My Friend Rebecca

I met Rebecca through the Kick Ass Cancer Mamas Facebook group.  Here is her story…
Tell us your story /stats:
I was diagnosed at the age of 38. I was 8 months pregnant with my first child, at the time. I happened to feel the 9mm lump in the underarm area on my right side and had my OB check it at my regularly scheduled appointment the following week. From there, I went to the breast health center for a day of checks that included a mammogram, ultrasound, and biopsy, and was diagnosed with Stage 1 Triple Positive cancer a few days later. Because the cancer was so small but also triple positive, they gave me the option regarding chemo and radiation. I decided to hit it with everything. My thought was that if I did everything possible to combat the cancer and it came back, at least I would know that I did all I could. But if I chose not to do chemo and radiation, and the cancer returned, I know that I would never forgive myself for not doing more.
C aside, tell us about yourself. What makes you, YOU!
What makes me, me…I think if I had to narrow myself down to a few sentences, I would say that my openness, my empathy and love for others, and my thoughtfulness, are my most defining characteristics.
What went through your head when you were first diagnosed?
“How can I have cancer? I take such good care of myself. How could my body betray me in this way?” I really just couldn’t believe it. I was definitely in shock.
What are some of your personal coping skills during difficult times?
I think I cope with difficult times by staying busy, and by using humor to make light of situations. Pot helps too. And yoga and running.
What have you learned about yourself since dx?
I have learned that I am more comfortable when I can manage some sort of control in any given situation. I’ve also learned how to let go of control and how to have a certain level of comfort when I am not in control. I also have learned how much strength there is in allowing yourself to be vulnerable. Opening up about how you feel and what you’re going through takes a great deal of strength.
What do you believe is a common misconception about being diagnosed? Or something that you’d like the general population to know about C.

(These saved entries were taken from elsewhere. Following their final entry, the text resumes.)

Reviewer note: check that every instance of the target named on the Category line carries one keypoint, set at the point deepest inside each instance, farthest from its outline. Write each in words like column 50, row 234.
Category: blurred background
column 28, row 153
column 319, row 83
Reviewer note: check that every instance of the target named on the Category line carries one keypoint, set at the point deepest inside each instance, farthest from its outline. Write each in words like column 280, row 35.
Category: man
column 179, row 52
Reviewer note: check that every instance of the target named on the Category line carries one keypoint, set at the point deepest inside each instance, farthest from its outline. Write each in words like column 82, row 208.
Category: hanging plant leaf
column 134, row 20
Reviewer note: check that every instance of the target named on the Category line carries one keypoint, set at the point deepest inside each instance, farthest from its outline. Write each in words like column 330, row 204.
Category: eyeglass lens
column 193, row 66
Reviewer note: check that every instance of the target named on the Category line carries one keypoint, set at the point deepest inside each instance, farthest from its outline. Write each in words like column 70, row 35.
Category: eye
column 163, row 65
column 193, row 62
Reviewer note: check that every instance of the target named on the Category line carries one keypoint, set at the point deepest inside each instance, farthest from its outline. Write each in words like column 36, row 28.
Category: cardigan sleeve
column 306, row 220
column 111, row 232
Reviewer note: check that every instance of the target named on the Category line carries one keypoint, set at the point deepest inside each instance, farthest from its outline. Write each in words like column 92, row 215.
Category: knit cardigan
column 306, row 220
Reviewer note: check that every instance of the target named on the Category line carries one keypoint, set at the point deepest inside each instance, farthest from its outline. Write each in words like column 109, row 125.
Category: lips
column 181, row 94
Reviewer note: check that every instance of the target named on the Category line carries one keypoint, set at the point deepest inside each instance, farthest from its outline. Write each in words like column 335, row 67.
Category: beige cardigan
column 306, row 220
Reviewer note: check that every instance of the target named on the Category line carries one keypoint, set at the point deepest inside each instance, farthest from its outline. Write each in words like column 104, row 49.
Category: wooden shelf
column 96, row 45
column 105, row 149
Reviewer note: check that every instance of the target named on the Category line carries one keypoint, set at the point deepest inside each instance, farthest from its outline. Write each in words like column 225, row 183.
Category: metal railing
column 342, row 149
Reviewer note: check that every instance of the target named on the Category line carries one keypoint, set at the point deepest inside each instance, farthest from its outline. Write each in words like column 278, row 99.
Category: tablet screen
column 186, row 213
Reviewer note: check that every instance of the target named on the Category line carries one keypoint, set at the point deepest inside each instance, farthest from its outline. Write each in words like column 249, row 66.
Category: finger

I think that many people, myself included, experience a great deal of shock and trauma upon diagnosis. It’s so hard to believe that this has happened to you. I think it’s important for people to know that it can always happen and also to know that the treatment is only a piece of the experience. Cancer diagnosis is a life-long struggle and the fears and emotions that go along with it are complicated and eternal. There are also many physical side effects that accompany the post-cancer treatment.
If you could send a message to yourself from 10 years ago… how would that go?
Stop eating so many carbs, and try to lose the stress. Eat more vegetables, cook more whole foods. Get sleep. Don’t open a restaurant. Also, make the most of the great times in your life. Try harder to enjoy those moments and to be fully present (still a struggle).
What are you passionate about? Is this different than what you were passionate about before dx?
I think that the biggest impact that my dx had on me is my commitment to healthy eating and my adoption of a vegan diet. This has also impacted my family and my daughter has been raised vegan so far as well. I am very passionate about food, healthy food in particular. I have also subsequently learned a great deal about the food industry and have made a commitment to contributing to our ecosystem in a more positive manner.
Whenever the day comes to travel to the “great beyond”, what do you hope people remember about you?
I hope that people remember me for being brave, kind, and loving.
Would you like to share one of your shittiest moments/memories? The raw side of C.
I think that the hardest part for me is that the first couple years of my daughter’s life are a bit blurry. I’m sure that some of that is transcendent across all new mothers but I attribute much of it to the chemo and the shock of my coinciding diagnosis. I wish I could go back and have that time with her, and be able to focus all of my energy on being a mother of a newborn. But I will never get that time back and that’s something that I always carry with me.